Wednesday, October 26, 2011

Colonial Society off Massachusetts News

Colonial Society of Massachusetts
87 Mount Vernon Street
Boston, Massachusetts 02108


Special Event: A Reminder


Friday, October 28, 2011 from 5:00 to 7:00 p.m. at 87 Mount Vernon Street

Professor Botting will make a 20-minute presentation at 5:30 p.m.

Reminiscences and Traditions of Boston

Eileen Hunt Botting, Associate Professor of Political Science, University of Notre Dame and Colonial Society of Massachusetts New England Regional Fellowship Consortium Fellow in 2009-2010, will discuss her new edition, Reminiscences and Traditions of Boston by Hannah Mather Crocker (Boston: New England Historic Genealogical Society, 2011). Copies will be sold and autographed. Refreshments will be served.

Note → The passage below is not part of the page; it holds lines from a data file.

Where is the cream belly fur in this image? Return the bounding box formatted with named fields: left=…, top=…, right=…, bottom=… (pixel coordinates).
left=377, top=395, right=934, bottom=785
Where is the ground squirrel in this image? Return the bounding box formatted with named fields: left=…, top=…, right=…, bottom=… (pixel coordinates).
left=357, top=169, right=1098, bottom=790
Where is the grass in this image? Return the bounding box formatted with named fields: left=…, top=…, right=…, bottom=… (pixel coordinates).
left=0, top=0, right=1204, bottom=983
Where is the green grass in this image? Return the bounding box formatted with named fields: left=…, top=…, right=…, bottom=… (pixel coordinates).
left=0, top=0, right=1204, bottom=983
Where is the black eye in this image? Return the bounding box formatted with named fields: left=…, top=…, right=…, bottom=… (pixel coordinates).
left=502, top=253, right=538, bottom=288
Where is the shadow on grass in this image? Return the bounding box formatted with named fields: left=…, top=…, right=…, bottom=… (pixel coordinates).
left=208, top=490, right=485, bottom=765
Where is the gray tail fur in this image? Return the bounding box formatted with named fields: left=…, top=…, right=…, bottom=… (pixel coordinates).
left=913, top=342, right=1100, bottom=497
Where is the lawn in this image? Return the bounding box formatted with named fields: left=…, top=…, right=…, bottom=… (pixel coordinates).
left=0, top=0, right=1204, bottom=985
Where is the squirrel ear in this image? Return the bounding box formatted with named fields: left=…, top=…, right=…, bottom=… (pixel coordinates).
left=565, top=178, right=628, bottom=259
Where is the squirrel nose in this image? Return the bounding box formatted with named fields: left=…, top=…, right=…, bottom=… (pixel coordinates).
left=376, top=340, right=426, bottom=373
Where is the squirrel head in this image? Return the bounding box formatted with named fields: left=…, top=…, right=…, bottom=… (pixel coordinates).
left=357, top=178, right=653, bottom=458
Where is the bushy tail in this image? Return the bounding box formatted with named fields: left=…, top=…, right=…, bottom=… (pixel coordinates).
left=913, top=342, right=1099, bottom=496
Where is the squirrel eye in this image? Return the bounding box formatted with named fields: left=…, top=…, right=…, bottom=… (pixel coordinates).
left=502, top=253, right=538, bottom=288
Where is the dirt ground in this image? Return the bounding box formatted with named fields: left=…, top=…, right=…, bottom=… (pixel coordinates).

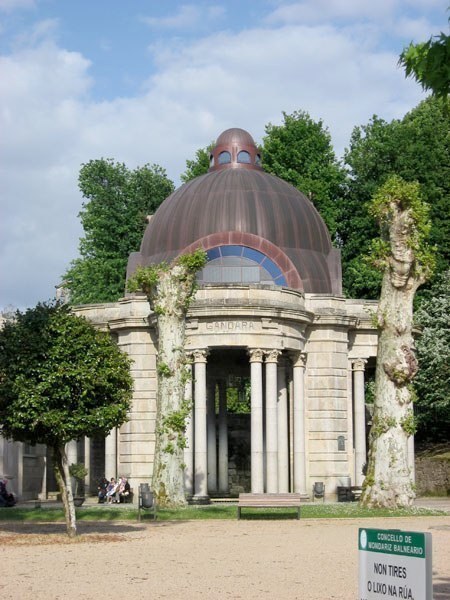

Hannah Mather Crocker's Reminiscences and Traditions of Boston (c.1822-1829), a 600-page manuscript history of Boston from the 1620s to the 1820s, preserved at the New England Historic Genealogical Society since 1879, and is at last in print.

Crocker was an important women's rights advocate in the early republic. She was also well-connected in Boston's political circles, as the niece of colonial governor Thomas Hutchinson and the granddaughter of the Rev. Cotton Mather. Her history takes a topographical approach, guiding the reader on a walking tour of the streets, squares, alleys, wharves, and smuggling tunnels of old Boston, providing eye-witness accounts of the political conflicts of the revolutionary era, including the Stamp Act riot of 1765 and the Siege of Boston of 1775-1776. Her focus on the families, homes, and built environment of the city makes the book a great resource for historians of Boston.

With a fresh perspective on early American religious and political history, she shows the connections between church and state in the colonial and provincial eras, the splintering of Congregationalist churches, and the rise of the Baptists, Roman Catholics, and Universalists. Crocker also pays heed to the voices and stories of women, serving as a bridge between the oral traditions and the written historical record.

Eileen Hunt Botting is the author of Family Feuds: Wollstonecraft, Burke, and Rousseau on the Transformation of the Family (SUNY Press, 2006).